Thursday, May 2

US Citizen Sentenced to Jail by North Korea

Pae Jun-Ho, a US Citizen known in the country as Kenneth Bae, has been handed down a sentence of 15 years with hard labour by North Korea for allegedly carrying out “hostile acts” against the government, according to the official Korea Central News Agency on Thursday.

Only last week, the North Korean media said that Mr Pae had confessed to committing crimes against North Korea, aimed to overthrow the government. But, Pyongyang did not specify the basis of the crimes allegedly commited by Bae, who is believed to be a tour operator of Korean descent.

“The Supreme Court sentenced him to 15 years of compulsory labour for his crime,” KCNA said on Thursday.

He was arrested in November last year as he entered the northeastern port city of Rason, a special economic zone near North Korea’s border with China.

Earlier this week, the United States had urged North Korea to free the detainee on “humanitarian grounds.”

On Monday, deputy acting State Department spokesman Patrick Ventrell said, “The welfare of US citizens is a critical and top priority for this department. We call on the DPRK to release Kenneth Bae immediately on humanitarian grounds.”

The sentence comes at a time when there is high tension between North Korea and the United States after the UN expanded sanctions against the communist state in March, in the wake of its nuclear test in February and long-range rocket launch in December.

Do-Hee-Yoon, a Seoul-based activist, told AFP new agency that he suspects Bae was arrested because he took photographs of suffering children in the country in order to appeal for aid outside.

It has been indicated by observers that Pyongyang could use the convicted American as a “political bargaining” chip , as US officials have stood their grounds on the fact that Bae entered the country legally.

This is not the first time North Korea would arrest a US citizen, as they have arrested several others in recent years, including journalists and Christians accused of proselytism.

Their releases were strongly initiated by the intervention from high-profile American figures.

In 2009, former president Bill Clinton went on a mercy mission to North Korea, and won the release of US television journalists Laura Long and Euna Lee, who were jailed after wandering across the North-Korea border with China.
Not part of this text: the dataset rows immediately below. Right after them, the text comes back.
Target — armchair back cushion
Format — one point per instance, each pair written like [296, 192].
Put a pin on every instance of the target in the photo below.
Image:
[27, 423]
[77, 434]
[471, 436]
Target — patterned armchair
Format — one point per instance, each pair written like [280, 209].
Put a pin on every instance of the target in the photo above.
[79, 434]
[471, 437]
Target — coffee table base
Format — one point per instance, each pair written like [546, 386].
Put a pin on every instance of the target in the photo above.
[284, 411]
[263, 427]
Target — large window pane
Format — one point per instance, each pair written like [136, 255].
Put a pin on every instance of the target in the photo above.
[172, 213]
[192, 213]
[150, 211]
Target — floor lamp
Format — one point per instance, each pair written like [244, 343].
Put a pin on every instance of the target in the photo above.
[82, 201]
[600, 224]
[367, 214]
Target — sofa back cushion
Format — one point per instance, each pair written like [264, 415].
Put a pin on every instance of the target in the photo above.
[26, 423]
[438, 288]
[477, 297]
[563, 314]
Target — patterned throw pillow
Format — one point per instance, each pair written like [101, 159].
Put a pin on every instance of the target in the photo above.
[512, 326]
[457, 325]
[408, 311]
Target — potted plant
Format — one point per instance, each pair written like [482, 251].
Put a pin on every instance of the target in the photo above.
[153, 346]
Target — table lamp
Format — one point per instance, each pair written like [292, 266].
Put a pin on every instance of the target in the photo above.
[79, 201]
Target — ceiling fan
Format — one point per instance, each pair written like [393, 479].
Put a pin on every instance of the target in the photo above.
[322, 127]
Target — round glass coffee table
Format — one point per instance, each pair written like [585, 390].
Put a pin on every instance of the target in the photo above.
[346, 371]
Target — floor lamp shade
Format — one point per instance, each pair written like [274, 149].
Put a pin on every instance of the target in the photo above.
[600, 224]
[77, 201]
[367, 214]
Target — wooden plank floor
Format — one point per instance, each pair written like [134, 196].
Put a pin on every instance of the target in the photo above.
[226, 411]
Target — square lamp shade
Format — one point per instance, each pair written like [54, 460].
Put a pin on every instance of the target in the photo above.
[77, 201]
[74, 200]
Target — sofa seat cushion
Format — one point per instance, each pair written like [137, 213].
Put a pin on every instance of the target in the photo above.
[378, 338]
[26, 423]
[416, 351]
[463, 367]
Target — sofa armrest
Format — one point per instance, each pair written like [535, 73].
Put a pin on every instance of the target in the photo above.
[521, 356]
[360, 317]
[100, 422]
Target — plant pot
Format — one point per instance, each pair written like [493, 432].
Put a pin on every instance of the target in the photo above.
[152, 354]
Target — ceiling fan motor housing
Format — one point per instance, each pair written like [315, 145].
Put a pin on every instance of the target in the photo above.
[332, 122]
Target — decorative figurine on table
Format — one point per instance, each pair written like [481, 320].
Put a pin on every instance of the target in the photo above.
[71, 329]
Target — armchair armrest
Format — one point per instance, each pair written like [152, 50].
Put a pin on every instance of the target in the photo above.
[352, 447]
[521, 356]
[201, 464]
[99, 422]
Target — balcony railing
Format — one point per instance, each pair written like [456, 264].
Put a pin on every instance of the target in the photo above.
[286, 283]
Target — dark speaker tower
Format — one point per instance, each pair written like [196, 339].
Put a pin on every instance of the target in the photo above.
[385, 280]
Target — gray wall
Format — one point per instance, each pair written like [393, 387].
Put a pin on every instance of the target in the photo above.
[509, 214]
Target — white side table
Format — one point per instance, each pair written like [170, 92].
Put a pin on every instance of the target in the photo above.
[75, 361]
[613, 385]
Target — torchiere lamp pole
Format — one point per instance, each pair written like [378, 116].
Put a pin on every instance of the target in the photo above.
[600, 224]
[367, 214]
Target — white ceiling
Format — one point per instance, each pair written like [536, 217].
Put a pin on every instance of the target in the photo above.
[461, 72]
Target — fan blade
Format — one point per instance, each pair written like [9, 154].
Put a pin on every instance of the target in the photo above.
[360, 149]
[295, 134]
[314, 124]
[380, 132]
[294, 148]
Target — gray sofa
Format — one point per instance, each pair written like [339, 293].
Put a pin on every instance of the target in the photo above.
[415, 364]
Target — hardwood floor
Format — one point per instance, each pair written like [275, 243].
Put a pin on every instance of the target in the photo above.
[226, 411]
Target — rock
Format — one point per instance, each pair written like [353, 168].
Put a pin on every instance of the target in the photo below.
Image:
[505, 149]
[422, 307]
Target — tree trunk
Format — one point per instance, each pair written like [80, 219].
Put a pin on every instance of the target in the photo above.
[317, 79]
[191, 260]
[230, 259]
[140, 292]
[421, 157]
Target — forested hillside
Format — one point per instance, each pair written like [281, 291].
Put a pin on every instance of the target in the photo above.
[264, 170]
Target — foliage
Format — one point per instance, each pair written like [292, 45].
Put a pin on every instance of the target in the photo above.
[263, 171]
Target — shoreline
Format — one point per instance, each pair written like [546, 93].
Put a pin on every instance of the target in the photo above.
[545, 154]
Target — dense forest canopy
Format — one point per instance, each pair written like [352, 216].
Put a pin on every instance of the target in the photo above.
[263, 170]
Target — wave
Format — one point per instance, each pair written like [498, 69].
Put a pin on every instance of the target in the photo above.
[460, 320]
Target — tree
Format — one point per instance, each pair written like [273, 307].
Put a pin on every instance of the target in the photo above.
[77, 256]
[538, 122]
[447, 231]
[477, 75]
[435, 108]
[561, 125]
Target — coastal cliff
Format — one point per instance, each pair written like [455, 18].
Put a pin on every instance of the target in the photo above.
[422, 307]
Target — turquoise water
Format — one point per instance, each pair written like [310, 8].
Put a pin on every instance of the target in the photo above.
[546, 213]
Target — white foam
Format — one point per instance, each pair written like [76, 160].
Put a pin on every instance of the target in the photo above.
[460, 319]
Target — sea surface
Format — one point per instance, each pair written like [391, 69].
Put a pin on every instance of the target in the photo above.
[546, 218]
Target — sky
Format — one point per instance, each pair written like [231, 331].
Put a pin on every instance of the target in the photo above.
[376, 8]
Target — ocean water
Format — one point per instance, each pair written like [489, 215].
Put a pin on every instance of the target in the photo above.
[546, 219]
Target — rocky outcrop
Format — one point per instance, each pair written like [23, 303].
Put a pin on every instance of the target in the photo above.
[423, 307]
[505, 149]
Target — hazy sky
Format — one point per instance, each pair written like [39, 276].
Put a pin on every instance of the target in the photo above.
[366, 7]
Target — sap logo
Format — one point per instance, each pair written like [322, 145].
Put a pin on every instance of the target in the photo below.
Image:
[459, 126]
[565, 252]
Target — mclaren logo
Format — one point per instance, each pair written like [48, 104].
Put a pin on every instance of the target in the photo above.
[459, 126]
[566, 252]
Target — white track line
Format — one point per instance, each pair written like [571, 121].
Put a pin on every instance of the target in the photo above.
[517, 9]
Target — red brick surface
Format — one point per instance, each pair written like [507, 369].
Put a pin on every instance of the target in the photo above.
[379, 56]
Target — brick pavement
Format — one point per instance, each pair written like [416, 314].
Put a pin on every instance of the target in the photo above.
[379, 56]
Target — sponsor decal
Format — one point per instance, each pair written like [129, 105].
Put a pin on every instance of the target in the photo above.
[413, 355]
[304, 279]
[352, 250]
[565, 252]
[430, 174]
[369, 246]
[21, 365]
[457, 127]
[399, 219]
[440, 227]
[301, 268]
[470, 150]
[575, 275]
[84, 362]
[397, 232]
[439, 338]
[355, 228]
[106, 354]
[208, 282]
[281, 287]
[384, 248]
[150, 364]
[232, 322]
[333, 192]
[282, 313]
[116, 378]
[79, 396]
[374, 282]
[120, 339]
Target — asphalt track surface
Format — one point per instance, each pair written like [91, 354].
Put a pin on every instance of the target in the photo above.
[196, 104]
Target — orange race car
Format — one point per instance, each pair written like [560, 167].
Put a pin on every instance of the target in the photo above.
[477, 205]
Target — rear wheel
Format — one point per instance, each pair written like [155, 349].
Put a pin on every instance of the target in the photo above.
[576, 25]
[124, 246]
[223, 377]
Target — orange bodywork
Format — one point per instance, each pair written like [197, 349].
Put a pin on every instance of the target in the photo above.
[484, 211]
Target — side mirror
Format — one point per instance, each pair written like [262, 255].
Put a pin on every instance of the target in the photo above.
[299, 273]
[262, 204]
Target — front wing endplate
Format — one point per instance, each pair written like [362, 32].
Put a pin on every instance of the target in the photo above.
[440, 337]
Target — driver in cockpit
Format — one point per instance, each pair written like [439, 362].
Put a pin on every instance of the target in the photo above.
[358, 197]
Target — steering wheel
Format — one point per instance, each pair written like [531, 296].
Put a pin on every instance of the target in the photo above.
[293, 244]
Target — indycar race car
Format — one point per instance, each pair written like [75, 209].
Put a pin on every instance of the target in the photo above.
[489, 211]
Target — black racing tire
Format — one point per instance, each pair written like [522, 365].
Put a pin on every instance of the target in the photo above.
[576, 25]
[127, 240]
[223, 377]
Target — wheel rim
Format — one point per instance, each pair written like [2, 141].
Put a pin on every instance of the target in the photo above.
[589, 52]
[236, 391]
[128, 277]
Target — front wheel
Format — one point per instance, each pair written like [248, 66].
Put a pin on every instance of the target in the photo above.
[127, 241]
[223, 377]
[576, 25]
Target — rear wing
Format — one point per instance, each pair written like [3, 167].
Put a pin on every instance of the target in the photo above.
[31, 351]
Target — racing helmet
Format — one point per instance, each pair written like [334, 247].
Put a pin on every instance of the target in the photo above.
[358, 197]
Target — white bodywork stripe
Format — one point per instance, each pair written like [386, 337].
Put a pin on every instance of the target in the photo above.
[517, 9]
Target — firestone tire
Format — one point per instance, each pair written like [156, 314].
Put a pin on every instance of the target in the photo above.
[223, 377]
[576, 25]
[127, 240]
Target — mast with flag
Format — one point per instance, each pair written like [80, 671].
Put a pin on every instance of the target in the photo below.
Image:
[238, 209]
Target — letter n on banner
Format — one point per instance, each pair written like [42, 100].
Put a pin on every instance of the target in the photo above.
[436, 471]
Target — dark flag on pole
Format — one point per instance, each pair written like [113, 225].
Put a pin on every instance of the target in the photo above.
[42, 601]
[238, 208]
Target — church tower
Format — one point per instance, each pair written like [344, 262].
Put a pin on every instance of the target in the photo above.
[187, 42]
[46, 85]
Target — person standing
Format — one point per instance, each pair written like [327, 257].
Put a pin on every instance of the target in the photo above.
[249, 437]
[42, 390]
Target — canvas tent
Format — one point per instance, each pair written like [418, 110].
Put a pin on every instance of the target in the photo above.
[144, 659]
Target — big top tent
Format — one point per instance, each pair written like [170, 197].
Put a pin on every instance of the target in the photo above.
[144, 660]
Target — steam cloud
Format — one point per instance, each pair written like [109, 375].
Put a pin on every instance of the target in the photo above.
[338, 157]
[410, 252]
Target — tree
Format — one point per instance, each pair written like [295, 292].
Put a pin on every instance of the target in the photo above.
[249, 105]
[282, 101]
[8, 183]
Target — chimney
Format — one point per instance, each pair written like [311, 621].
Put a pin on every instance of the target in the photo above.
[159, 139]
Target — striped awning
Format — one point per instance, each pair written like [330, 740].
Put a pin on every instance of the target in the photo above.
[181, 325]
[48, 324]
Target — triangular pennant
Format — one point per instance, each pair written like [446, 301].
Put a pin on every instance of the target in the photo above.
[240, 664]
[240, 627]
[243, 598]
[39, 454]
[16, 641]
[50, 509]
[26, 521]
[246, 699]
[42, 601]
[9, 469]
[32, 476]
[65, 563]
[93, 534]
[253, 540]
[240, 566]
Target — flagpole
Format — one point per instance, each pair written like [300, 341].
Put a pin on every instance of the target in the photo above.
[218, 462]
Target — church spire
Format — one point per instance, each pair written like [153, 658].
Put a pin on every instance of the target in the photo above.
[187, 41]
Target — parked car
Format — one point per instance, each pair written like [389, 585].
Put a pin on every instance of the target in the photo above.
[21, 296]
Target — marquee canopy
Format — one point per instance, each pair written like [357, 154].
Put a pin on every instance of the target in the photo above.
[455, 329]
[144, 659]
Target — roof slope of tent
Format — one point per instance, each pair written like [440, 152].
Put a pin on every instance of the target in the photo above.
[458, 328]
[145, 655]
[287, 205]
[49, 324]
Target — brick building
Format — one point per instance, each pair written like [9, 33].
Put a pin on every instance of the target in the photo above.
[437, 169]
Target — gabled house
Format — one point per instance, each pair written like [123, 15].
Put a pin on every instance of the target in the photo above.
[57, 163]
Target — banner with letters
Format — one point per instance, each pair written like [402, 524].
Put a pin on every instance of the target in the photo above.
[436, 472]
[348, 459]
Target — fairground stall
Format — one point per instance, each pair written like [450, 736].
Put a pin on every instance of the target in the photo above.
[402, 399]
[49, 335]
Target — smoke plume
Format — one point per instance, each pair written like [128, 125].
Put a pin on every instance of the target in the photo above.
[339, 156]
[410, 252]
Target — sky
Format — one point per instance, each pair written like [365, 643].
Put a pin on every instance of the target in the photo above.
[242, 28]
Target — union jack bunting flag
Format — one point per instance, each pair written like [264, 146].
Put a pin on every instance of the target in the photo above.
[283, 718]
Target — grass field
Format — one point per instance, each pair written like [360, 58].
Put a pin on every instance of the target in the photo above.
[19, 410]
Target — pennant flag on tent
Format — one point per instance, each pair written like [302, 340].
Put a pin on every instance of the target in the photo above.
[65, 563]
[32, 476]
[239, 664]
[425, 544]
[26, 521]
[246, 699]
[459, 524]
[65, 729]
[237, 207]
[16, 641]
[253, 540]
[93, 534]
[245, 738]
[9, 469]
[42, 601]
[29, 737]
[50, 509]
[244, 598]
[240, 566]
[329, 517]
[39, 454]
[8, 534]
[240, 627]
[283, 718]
Then, in 2010, American national Aijalon Mahli Gomes, who was sentenced to eight years of hard labour for illegally crossing into the North from China, was freed after former US president Jimmy Carter negotiated his release.

The release of Eddie Yong-Su, a California based business man, who had been detained for apparent missionary activities, was secured by a US Delegation led by Robert King, the US special envoy for human rights and humanitarian issues in 2011.